Gil Scott-Heron’s ‘Pieces of a Man’: the album that defined 1970s New York

When Richard Hell fled Kentucky in a Greyhound bus and headed towards New York City, he couldn’t be sure of what awaited him. He had grown up in Lexington, under the shadow of a brick block narcotics treatment facility known on the streets as Narco, where beats like William S. Burroughs resided. When he arrived, he found a fractured world where it looked like the residents of Narco had joined him on day release. This was shocking and exciting in equal measure, and he learnt that “things always change, and New York teaches you that”.

In the 1970s, things were changing at a bewildering pace, and largely for the worse. Between 1969 and 1974, the city lost 500,000 manufacturing jobs. Subsequently, a million homes depended on welfare, rapes and burglaries tripled, drugs ran rampant, and murders hit a high of 1,690 a year. However, a lot of art comes from chaos and defiance — New York was a creative cocktail of both.

As Fran Lebowitz wrote: “When you leave New York, you are astonished at how clean the rest of the world is. Clean is not enough.” A great deal of artists relished in the glut of grime, and it resulted in a weird cultural zenith. From the mire, art embodied both a call for change and the defiance of creativity. This is epitomised by one album that encapsulates those two central tenets perfectly; it changed with the times and heralded both punk and rap in the process: Gil Scott-Heron’s 1971 masterpiece Pieces of a Man.

Any record that invented rap and seemed to impart a political punchiness that punk would uphold, a whole decade before the fact when it comes to rap and a handful of years for punk, is worthy of praise for its avant-garde advancement alone. However, the beauty of Pieces of a Man is that it batters boundaries of genre, style and intent into next week without ever breaking its perfect summery stride.

By turns, Scott-Heron sings of ignoring the dystopia and taking dominion of your own mental state by skipping down to the record store and listening to ‘Lady Day and John Coltrane’, escaping the trappings of trash culture and commercialism to focus on spiritual awakening with ‘The Revolution Will Not Be Televised’, and asking folks to clean the goddamn place up to ‘Save the Children’.

As Charlie Steen, the frontman for post-punk outfit Shame, opined when we recently spoke with him: “The words, rhythm and subject matters that Scott-Heron tackles and masters are what causes him to be an unstoppable force, an undoubted poet and a genius… His inspiration and influence can be seen in lyricists and artists to this day and his work will forever live on.
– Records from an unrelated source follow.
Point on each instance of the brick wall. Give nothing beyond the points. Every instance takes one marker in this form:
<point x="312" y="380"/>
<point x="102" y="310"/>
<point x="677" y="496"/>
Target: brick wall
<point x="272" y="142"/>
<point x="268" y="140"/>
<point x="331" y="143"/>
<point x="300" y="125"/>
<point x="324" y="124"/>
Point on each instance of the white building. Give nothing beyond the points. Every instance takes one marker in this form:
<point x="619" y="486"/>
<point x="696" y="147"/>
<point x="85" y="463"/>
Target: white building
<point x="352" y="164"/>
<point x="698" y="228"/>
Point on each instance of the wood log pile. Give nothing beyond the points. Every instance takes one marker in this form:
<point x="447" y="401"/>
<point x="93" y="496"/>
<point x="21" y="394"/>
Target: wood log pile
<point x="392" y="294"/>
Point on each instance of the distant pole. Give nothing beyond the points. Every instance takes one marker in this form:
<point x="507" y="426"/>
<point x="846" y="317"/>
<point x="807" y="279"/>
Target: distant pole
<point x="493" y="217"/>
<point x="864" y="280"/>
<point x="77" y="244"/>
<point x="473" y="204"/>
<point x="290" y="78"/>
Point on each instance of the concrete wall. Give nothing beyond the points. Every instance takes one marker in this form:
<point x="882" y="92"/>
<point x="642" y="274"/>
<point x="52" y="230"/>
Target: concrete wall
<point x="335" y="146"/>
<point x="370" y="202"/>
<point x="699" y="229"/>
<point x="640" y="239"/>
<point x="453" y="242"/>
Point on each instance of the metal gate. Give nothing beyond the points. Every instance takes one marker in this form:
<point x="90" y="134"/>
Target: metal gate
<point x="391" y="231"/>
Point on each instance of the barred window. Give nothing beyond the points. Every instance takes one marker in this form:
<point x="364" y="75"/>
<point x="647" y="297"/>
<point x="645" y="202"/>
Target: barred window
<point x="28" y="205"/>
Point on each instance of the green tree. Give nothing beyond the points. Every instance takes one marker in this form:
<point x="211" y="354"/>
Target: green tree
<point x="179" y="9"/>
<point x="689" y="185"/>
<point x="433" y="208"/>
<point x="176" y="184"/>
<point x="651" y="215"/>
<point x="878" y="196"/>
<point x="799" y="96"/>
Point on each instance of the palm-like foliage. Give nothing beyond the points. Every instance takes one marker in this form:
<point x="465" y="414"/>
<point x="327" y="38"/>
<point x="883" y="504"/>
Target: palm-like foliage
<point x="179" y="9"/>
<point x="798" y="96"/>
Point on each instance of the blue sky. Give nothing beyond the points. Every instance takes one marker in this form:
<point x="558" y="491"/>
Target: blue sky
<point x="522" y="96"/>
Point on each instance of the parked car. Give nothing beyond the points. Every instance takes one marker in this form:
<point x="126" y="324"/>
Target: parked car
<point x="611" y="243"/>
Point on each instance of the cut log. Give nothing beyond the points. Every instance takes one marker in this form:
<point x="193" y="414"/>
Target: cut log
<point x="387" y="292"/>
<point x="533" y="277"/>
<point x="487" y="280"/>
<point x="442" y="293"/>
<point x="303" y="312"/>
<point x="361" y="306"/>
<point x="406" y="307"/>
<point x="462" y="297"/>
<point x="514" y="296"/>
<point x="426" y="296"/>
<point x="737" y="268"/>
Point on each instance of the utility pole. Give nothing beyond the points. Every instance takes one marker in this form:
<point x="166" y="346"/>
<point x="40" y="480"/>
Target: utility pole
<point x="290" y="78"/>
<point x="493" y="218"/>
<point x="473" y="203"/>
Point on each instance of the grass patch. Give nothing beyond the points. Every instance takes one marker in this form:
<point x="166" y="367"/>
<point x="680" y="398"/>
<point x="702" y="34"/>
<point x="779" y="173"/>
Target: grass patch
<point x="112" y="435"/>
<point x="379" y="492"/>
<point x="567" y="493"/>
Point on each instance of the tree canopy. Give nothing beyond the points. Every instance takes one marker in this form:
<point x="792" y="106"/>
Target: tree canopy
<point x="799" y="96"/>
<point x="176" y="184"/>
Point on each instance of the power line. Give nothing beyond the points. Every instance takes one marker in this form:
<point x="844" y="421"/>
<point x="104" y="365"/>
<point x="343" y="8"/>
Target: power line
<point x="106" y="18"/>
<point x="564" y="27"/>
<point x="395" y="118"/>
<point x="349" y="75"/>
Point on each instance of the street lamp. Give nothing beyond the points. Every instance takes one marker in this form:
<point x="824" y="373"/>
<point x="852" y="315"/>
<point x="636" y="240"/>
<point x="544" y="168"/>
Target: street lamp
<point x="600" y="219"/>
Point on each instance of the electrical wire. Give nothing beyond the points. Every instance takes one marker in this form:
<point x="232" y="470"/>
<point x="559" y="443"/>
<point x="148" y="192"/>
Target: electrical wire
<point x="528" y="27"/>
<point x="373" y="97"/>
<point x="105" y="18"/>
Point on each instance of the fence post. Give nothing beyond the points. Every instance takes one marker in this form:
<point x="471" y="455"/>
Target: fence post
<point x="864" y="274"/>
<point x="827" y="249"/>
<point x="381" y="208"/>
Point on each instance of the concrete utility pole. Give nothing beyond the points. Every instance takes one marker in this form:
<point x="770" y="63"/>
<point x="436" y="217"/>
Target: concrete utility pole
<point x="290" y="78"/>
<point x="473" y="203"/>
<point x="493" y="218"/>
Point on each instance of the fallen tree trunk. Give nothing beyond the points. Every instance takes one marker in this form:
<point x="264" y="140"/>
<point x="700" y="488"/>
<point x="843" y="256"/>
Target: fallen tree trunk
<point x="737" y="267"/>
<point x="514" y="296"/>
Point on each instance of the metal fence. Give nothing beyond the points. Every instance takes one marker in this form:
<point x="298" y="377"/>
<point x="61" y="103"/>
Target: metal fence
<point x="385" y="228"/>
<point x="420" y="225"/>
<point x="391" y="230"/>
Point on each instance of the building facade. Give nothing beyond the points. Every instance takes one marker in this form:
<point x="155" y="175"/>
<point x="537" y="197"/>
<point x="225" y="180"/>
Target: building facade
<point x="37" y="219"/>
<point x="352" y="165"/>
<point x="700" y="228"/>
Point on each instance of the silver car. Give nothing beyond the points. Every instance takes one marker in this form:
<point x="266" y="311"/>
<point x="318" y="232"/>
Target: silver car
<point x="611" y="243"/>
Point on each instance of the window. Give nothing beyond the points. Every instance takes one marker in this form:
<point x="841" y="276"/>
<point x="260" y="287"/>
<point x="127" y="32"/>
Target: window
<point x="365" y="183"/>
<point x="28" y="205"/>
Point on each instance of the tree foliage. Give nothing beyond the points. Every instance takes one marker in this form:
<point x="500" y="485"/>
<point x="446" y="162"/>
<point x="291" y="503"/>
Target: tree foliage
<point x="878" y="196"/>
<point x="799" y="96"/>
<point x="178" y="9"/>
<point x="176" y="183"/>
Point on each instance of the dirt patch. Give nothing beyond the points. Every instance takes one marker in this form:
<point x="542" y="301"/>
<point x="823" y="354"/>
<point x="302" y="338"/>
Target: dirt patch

The bravery involved in honesty and truth should never be overlooked or under-valued, its rarity is what makes it so special and so important.”

Beyond that daring brilliance that captured the fractured street corners of Manhattan and rendered them illuminating in pitch-perfect prose, there is something totemic about his work. As his old friend from Johns Hopkins University, Dr Ron said: “If David slung a rock and hit Goliath in the centre of the head, which is how the Bible described it, and down he went. And then [David] went over and took up a sword that was bigger than he was and cut his head off. If you saw somebody do that, almost no matter what happens later you’d [be applauding]. [Gil Scott-Heron] was David to me!”

And even beyond that, he was something that critics never give enough credit to—he was ineffably cool. It isn’t flippant or juvenile, coolness requires an eye for evolving culture and an unerring sense of sincere individualism. Scott-Heron had that in spades, and it soars throughout his humbly swaggering sound—a sound that typified New York on the brink of dystopia, with artists scurrying towards a more enlightened path to drag it back up from the mire. Scott-Heron scurried to a place well ahead of its time.